During World War II, Watson sent Fouts to the United States for his safety. He met Isherwood in Hollywood in August 1940. Isherwood's guru Swami Prabhavananda refused to accept Fouts as a disciple despite his interest in Vedanta. Isherwood, nonetheless, had Fouts move in with him in the summer of 1941 to "lead a life of meditation". This period is described in Isherwood's Down There on a Visit, where Fouts is represented as the character Paul. Some time into the war, Fouts, who was a conscientious objector, was drafted for the Civilian Public Service Camp. He later completed his high school diploma, studied medicine at UCLA and then settled in Europe. While in Paris, he sent a blank check to Truman Capote with only the word "come" written on it, after becoming enamored of the Harold Halma photograph of Capote on the original back dust jacket of Other Voices, Other Rooms. Capote rejected the check, but accepted his offer to visit, and would spend hours with Fouts in his dark apartment on the Rue du Bac, talking and listening to Fouts' stories.

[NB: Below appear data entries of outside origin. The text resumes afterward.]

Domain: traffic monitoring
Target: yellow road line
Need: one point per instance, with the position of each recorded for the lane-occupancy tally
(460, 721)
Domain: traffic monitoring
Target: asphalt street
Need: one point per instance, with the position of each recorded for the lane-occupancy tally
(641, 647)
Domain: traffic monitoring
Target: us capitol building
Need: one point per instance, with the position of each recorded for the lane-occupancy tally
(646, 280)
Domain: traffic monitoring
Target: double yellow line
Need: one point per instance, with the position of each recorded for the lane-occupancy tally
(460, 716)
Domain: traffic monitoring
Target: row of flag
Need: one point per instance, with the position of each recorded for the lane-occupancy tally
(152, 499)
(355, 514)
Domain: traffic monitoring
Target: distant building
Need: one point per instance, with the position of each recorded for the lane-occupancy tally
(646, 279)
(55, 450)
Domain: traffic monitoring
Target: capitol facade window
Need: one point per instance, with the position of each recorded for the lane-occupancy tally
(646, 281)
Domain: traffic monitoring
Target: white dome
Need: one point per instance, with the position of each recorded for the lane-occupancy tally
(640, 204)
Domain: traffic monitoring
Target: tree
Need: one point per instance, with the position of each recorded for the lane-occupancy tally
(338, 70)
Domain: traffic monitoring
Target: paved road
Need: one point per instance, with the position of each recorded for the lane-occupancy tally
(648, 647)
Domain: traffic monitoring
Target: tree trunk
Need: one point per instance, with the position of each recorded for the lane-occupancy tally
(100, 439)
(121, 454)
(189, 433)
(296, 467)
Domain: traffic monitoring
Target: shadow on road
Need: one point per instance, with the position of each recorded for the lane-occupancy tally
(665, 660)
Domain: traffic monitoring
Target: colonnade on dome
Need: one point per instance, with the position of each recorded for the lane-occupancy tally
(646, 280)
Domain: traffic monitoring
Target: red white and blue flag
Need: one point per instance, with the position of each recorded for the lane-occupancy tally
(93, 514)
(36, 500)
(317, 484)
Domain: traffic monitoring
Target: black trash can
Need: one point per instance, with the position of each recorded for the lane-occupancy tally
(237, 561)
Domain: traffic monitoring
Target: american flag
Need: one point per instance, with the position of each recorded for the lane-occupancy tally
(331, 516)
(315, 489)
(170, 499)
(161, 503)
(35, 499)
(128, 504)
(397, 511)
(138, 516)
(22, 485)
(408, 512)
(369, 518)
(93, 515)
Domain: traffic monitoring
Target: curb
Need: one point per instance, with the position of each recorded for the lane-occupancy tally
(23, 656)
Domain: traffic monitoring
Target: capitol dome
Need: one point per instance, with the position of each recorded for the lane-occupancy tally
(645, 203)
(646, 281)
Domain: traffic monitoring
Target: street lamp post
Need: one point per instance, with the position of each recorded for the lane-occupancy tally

Fouts was allegedly the lover of numerous notable figures, including Prince Paul of Greece (later King), and French actor Jean Marais. Another of his lovers was Evan Morgan, 2nd Viscount Tredegar. Capote, in exaggeration of his prowess, claimed that "had Denham Fouts yielded to Hitler's advances there would have been no World War Two." Katherine Bucknell, the editor of Christopher Isherwood's diaries, noted "Myth surrounds Denham Fouts", and one of his friends, John B.L. Goodwin said of Fouts: "He invented himself. If people didn't know his background he would make it up."

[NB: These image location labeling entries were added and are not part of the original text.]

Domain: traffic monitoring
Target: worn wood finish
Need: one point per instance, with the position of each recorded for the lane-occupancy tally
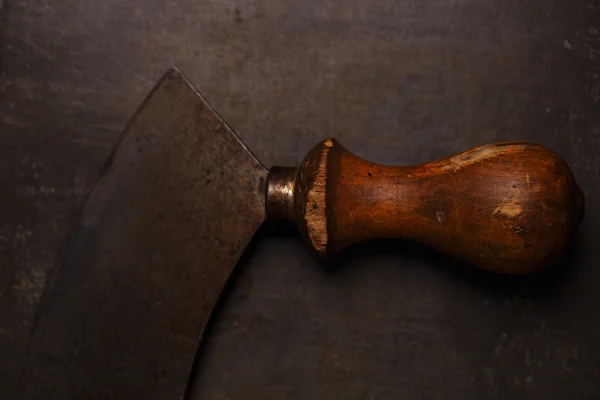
(506, 207)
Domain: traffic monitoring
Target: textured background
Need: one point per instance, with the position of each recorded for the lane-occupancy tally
(396, 81)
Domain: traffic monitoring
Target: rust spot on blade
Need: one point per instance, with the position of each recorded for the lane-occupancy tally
(179, 201)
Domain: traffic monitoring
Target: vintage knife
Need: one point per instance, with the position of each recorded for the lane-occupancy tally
(181, 198)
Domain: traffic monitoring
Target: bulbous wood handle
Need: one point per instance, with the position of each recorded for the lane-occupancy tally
(505, 207)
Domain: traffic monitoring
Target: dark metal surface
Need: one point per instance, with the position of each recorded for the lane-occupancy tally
(141, 274)
(398, 82)
(280, 194)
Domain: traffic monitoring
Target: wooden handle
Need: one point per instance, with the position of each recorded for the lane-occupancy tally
(505, 207)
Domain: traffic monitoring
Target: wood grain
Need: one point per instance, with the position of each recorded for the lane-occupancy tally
(507, 207)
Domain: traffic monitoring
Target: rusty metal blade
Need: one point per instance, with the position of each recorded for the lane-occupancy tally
(159, 236)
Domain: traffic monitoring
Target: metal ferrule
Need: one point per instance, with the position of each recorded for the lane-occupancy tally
(280, 194)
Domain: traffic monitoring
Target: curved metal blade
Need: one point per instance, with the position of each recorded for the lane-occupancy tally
(159, 236)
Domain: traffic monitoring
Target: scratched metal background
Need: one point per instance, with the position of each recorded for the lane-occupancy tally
(396, 81)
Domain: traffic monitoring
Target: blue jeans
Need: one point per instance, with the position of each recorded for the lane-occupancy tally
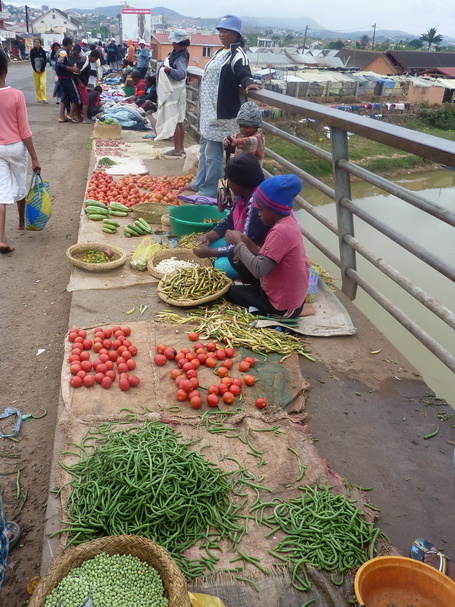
(210, 169)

Fouts spent much of his later life dissolute, spending time "in bed like a corpse, sheet to his chin, a cigarette between his lips turning to ash. His lover Anthony Watson-Gandy would remove the cigarette just before it burned his lips." Fouts died in 1948 at the Pensione Foggetti in Rome at the age of 34 of a "hypoplastic aorta and hypertrophy of left ventricle". Goodwin told Isherwood that Fouts was found dead in the bathroom. His body was buried in the first zone, 11th row, of the city's Protestant Cemetery.

==Literary references==
- Gavin Lambert's roman à clef Norman's Letter contains a character based on Fouts.
- Truman Capote's "Unspoiled Monsters", contained in his Answered Prayers: The Unfinished Novel, is based on Capote's conception of Fouts' life.
- Gore Vidal's short story "Pages from an Abandoned Journal", contained in his 1956 work A Thirsty Evil: Seven Short Stories is based on Fouts' life. Vidal was introduced to Fouts by John Lehmann.
- Christopher Isherwood's Down There on a Visit contains the novella Paul, whose titular character is based on Fouts.
- Michael Wishart, the painter, had an affair with Fouts, which his autobiography High Diver details.